– А что, – пожала плечами Вероника. – Это даже забавно. Давай.
Лицо героини смазалось и приобрело Вероникины черты (перед этим сценарист пару секунд пристально смотрел на нее, и компьютер отсканировал ее зрительный образ) – припухлые щеки и удлиненные глаза с тонкими ресницами, округлый подбородок с вмятинкой посредине.
– Ужас, – притворно поморщилась девочка.
Однако следить за «собой» было все-таки несравненно интереснее, чем за абстрактным персонажем. Поэтому на просмотрах неинтерактивных постановок Вероника почти всегда, если находилось приятное действующее лицо, придавала ему свои черты. Так же поступали и прочие ее знакомые театралы (за исключением сетевых критиков, конечно – те стремились к объективному восприятию действа).
А интерактивные Вероника после одного неудачного опыта остерегалась «просматривать». На таком сеансе вполне могли запихнуть твое сознание в чудовищного персонажа, совершавшего твоими руками столько гнусностей и говорившего твоим языком такие гадости (хорошие роли всегда почему-то доставались другим), что после «просмотра» еще несколько часов внутри колыхались раздражение и стыд. В общем, таково было Вероникино стойкое предубеждение. Сколько раз Дюгем ей говорил: «Да ладно, не понравится – выскочишь из сеанса», но без толку.

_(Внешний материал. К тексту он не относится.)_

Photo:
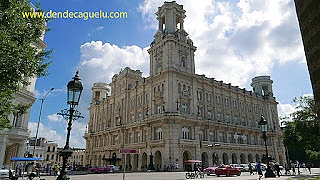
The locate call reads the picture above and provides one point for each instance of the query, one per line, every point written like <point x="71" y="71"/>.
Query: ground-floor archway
<point x="281" y="160"/>
<point x="186" y="156"/>
<point x="215" y="158"/>
<point x="135" y="162"/>
<point x="257" y="158"/>
<point x="144" y="164"/>
<point x="250" y="159"/>
<point x="242" y="159"/>
<point x="234" y="159"/>
<point x="204" y="159"/>
<point x="225" y="158"/>
<point x="158" y="160"/>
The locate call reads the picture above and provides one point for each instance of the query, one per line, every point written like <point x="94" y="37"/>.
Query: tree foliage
<point x="19" y="55"/>
<point x="301" y="135"/>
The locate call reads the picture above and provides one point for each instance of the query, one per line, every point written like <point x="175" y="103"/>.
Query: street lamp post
<point x="263" y="125"/>
<point x="42" y="101"/>
<point x="74" y="92"/>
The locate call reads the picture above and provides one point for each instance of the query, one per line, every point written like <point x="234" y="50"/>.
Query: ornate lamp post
<point x="74" y="92"/>
<point x="35" y="140"/>
<point x="263" y="125"/>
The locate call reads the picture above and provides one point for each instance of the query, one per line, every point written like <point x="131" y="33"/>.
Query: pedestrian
<point x="309" y="167"/>
<point x="251" y="169"/>
<point x="277" y="168"/>
<point x="20" y="169"/>
<point x="72" y="170"/>
<point x="287" y="167"/>
<point x="298" y="165"/>
<point x="293" y="166"/>
<point x="195" y="168"/>
<point x="259" y="170"/>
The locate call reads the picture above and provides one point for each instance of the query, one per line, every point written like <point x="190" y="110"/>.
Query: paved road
<point x="176" y="176"/>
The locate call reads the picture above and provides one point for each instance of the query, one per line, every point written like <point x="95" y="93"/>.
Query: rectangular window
<point x="209" y="115"/>
<point x="219" y="117"/>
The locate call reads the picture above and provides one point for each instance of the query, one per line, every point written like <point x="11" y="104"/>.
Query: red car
<point x="209" y="170"/>
<point x="101" y="169"/>
<point x="227" y="170"/>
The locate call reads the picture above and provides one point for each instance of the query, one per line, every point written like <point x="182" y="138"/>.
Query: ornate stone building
<point x="175" y="114"/>
<point x="12" y="141"/>
<point x="309" y="18"/>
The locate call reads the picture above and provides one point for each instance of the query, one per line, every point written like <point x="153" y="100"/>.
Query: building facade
<point x="309" y="18"/>
<point x="175" y="114"/>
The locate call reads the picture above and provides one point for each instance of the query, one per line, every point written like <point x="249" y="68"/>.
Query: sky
<point x="236" y="40"/>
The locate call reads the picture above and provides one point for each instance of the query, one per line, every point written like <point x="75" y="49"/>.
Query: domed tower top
<point x="262" y="85"/>
<point x="99" y="92"/>
<point x="171" y="47"/>
<point x="170" y="17"/>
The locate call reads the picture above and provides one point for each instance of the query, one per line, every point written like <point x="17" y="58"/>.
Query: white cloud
<point x="99" y="28"/>
<point x="236" y="41"/>
<point x="99" y="62"/>
<point x="244" y="38"/>
<point x="284" y="110"/>
<point x="47" y="132"/>
<point x="55" y="118"/>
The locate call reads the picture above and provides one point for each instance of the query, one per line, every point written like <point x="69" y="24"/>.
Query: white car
<point x="115" y="168"/>
<point x="4" y="173"/>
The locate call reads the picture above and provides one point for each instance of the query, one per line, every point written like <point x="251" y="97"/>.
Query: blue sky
<point x="244" y="38"/>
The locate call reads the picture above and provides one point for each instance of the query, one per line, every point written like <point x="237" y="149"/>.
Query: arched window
<point x="211" y="135"/>
<point x="185" y="133"/>
<point x="209" y="115"/>
<point x="184" y="107"/>
<point x="201" y="135"/>
<point x="221" y="139"/>
<point x="159" y="134"/>
<point x="183" y="61"/>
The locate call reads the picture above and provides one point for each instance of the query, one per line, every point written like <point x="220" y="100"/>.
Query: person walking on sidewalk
<point x="259" y="170"/>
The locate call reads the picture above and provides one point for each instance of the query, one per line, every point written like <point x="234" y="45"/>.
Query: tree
<point x="19" y="56"/>
<point x="301" y="135"/>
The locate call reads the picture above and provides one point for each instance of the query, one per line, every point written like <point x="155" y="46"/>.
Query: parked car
<point x="4" y="173"/>
<point x="101" y="169"/>
<point x="245" y="167"/>
<point x="227" y="170"/>
<point x="237" y="166"/>
<point x="115" y="168"/>
<point x="209" y="170"/>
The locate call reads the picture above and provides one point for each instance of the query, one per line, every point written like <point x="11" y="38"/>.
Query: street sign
<point x="129" y="151"/>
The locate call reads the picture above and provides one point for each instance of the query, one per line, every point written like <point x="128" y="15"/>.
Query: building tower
<point x="262" y="85"/>
<point x="99" y="92"/>
<point x="171" y="48"/>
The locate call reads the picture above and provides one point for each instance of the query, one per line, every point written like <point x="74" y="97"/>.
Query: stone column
<point x="21" y="149"/>
<point x="3" y="147"/>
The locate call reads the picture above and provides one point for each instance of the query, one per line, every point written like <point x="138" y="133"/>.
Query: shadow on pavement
<point x="306" y="176"/>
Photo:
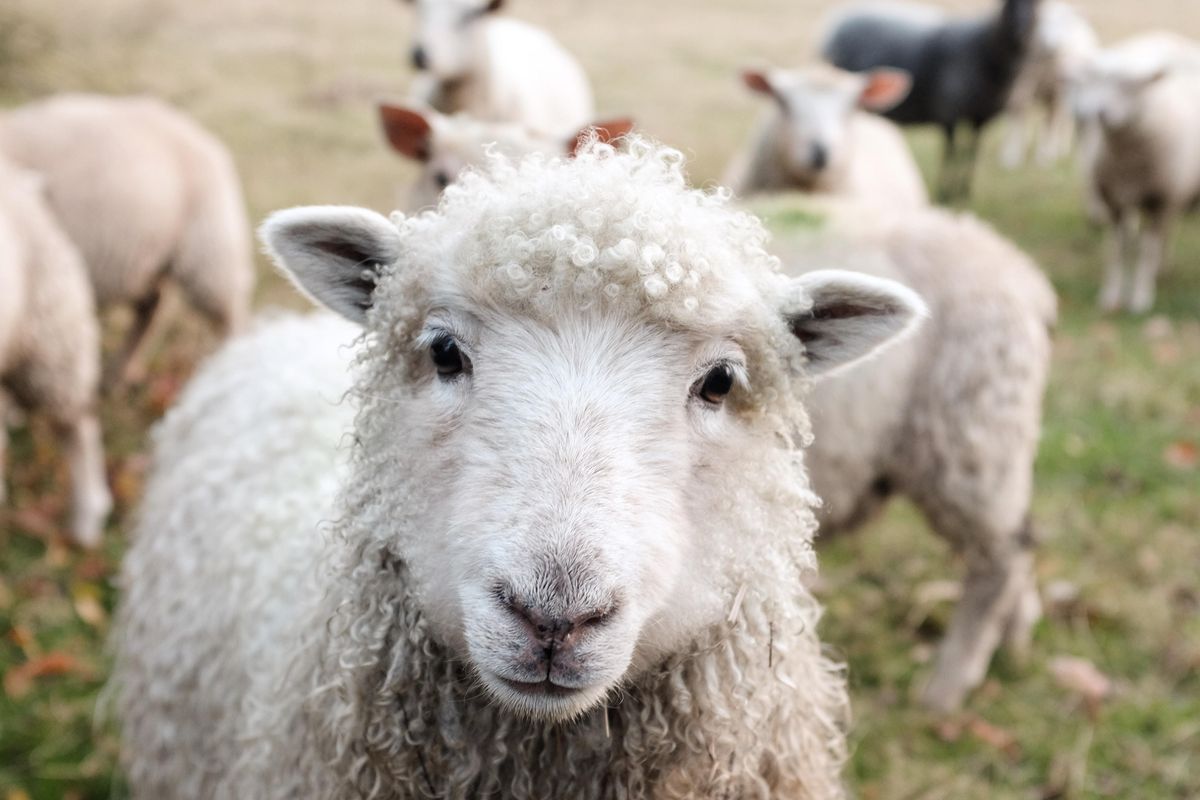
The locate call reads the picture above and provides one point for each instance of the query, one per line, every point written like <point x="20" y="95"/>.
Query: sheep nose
<point x="820" y="156"/>
<point x="559" y="631"/>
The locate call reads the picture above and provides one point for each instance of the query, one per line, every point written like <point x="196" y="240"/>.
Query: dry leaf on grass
<point x="1181" y="455"/>
<point x="1083" y="678"/>
<point x="19" y="680"/>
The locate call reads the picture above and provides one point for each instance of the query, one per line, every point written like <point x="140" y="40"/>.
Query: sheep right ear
<point x="333" y="253"/>
<point x="759" y="82"/>
<point x="408" y="132"/>
<point x="843" y="317"/>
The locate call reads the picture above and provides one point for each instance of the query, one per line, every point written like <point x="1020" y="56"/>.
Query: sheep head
<point x="816" y="104"/>
<point x="581" y="383"/>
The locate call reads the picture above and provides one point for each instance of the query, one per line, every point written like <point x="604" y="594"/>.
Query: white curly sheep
<point x="49" y="342"/>
<point x="474" y="59"/>
<point x="820" y="137"/>
<point x="447" y="145"/>
<point x="569" y="531"/>
<point x="147" y="196"/>
<point x="951" y="417"/>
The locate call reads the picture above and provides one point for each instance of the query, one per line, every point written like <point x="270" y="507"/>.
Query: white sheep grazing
<point x="817" y="138"/>
<point x="951" y="417"/>
<point x="1039" y="107"/>
<point x="1143" y="100"/>
<point x="497" y="68"/>
<point x="447" y="145"/>
<point x="568" y="546"/>
<point x="49" y="342"/>
<point x="147" y="196"/>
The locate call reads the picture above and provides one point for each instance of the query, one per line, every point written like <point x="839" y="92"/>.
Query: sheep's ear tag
<point x="334" y="254"/>
<point x="852" y="316"/>
<point x="885" y="89"/>
<point x="408" y="131"/>
<point x="605" y="132"/>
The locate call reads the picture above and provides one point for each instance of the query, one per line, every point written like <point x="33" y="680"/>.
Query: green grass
<point x="289" y="86"/>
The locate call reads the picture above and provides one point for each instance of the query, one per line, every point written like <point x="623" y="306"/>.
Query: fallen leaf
<point x="19" y="680"/>
<point x="1181" y="455"/>
<point x="995" y="737"/>
<point x="1081" y="677"/>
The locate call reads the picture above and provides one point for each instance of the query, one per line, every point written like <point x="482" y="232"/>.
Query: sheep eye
<point x="447" y="356"/>
<point x="715" y="385"/>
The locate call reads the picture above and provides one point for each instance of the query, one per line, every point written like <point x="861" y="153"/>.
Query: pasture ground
<point x="289" y="85"/>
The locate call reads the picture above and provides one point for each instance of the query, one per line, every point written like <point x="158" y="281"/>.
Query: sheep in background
<point x="496" y="68"/>
<point x="574" y="533"/>
<point x="1143" y="100"/>
<point x="447" y="145"/>
<point x="1039" y="106"/>
<point x="148" y="197"/>
<point x="961" y="70"/>
<point x="49" y="343"/>
<point x="951" y="417"/>
<point x="816" y="138"/>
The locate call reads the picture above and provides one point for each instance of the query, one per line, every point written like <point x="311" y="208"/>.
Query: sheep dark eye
<point x="715" y="385"/>
<point x="447" y="356"/>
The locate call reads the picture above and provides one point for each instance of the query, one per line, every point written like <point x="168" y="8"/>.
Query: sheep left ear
<point x="605" y="133"/>
<point x="333" y="253"/>
<point x="851" y="317"/>
<point x="885" y="89"/>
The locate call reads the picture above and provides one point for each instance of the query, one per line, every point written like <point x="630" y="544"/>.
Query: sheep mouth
<point x="539" y="689"/>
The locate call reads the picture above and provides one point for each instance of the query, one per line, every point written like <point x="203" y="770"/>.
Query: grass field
<point x="289" y="84"/>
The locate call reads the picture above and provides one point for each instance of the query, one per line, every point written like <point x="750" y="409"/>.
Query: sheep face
<point x="1111" y="94"/>
<point x="562" y="462"/>
<point x="444" y="43"/>
<point x="816" y="108"/>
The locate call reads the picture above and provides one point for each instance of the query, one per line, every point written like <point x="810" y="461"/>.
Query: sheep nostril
<point x="420" y="60"/>
<point x="820" y="156"/>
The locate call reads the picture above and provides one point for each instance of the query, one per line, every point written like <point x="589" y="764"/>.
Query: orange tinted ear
<point x="407" y="131"/>
<point x="606" y="133"/>
<point x="885" y="89"/>
<point x="757" y="82"/>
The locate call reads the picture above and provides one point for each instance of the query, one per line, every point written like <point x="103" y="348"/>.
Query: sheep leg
<point x="130" y="365"/>
<point x="90" y="498"/>
<point x="994" y="587"/>
<point x="1155" y="233"/>
<point x="1121" y="241"/>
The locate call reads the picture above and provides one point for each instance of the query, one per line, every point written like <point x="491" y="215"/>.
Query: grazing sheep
<point x="496" y="68"/>
<point x="447" y="145"/>
<point x="568" y="547"/>
<point x="148" y="197"/>
<point x="49" y="342"/>
<point x="1143" y="100"/>
<point x="816" y="138"/>
<point x="951" y="417"/>
<point x="1039" y="104"/>
<point x="961" y="70"/>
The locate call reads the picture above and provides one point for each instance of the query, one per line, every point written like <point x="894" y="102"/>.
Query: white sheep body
<point x="517" y="73"/>
<point x="145" y="194"/>
<point x="1143" y="102"/>
<point x="329" y="666"/>
<point x="951" y="417"/>
<point x="49" y="341"/>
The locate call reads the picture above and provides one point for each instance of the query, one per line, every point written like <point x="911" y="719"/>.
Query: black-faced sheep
<point x="475" y="60"/>
<point x="570" y="531"/>
<point x="961" y="70"/>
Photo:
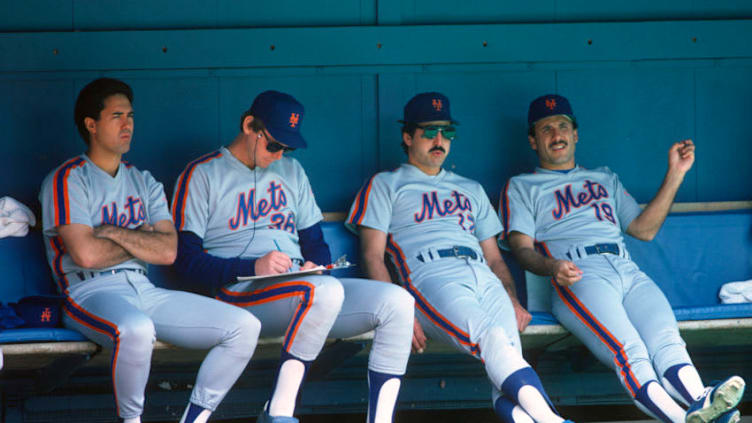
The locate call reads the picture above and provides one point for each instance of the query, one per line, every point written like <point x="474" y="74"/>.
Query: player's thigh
<point x="494" y="299"/>
<point x="366" y="302"/>
<point x="193" y="321"/>
<point x="651" y="313"/>
<point x="275" y="302"/>
<point x="449" y="309"/>
<point x="105" y="308"/>
<point x="592" y="309"/>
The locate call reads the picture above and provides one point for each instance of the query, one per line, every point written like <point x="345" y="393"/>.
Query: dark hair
<point x="257" y="125"/>
<point x="531" y="128"/>
<point x="408" y="128"/>
<point x="90" y="101"/>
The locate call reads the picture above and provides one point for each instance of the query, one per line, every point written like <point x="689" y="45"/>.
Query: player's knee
<point x="329" y="295"/>
<point x="636" y="351"/>
<point x="249" y="326"/>
<point x="664" y="339"/>
<point x="137" y="333"/>
<point x="400" y="302"/>
<point x="496" y="347"/>
<point x="246" y="333"/>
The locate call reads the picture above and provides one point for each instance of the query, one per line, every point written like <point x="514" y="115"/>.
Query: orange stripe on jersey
<point x="181" y="189"/>
<point x="60" y="200"/>
<point x="361" y="203"/>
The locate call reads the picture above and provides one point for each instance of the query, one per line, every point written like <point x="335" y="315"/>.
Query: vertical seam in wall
<point x="556" y="82"/>
<point x="219" y="112"/>
<point x="694" y="134"/>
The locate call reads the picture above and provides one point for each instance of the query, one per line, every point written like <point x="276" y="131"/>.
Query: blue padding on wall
<point x="695" y="253"/>
<point x="24" y="268"/>
<point x="16" y="336"/>
<point x="341" y="242"/>
<point x="723" y="311"/>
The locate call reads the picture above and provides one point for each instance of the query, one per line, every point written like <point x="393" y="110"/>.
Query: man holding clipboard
<point x="247" y="210"/>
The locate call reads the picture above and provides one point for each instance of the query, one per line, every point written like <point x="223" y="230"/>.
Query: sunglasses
<point x="273" y="146"/>
<point x="430" y="132"/>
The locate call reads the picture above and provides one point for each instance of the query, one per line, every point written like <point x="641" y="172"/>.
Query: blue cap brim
<point x="291" y="139"/>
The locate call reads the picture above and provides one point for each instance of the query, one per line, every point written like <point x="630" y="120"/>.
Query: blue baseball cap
<point x="427" y="107"/>
<point x="282" y="115"/>
<point x="549" y="105"/>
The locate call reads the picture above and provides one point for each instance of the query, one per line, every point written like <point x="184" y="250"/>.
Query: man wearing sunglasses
<point x="247" y="210"/>
<point x="439" y="230"/>
<point x="567" y="222"/>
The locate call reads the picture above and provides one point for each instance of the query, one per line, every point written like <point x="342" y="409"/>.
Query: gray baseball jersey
<point x="117" y="306"/>
<point x="242" y="212"/>
<point x="615" y="309"/>
<point x="434" y="225"/>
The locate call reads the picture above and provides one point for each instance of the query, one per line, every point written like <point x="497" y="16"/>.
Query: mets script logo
<point x="133" y="215"/>
<point x="249" y="207"/>
<point x="46" y="315"/>
<point x="566" y="201"/>
<point x="294" y="119"/>
<point x="457" y="204"/>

– По-моему, тут у нас не вполне связно получилось, – встряла Вероника. «Ее» нервные телодвижения на экране прекратились. – Если она живет в воздушном дворце, то почему не может вызвать бригаду медиков для срочной очистки желудка? И обстановка в таком случае некорректная.
– Хм, – сказал Санчес. – Ты права.
Движением ладони он стер края экрана, покрыв их безликим серым пространством, затем просто увеличил масштаб, отчего все чужеродные признаки роскоши начисто исчезли из интерьера.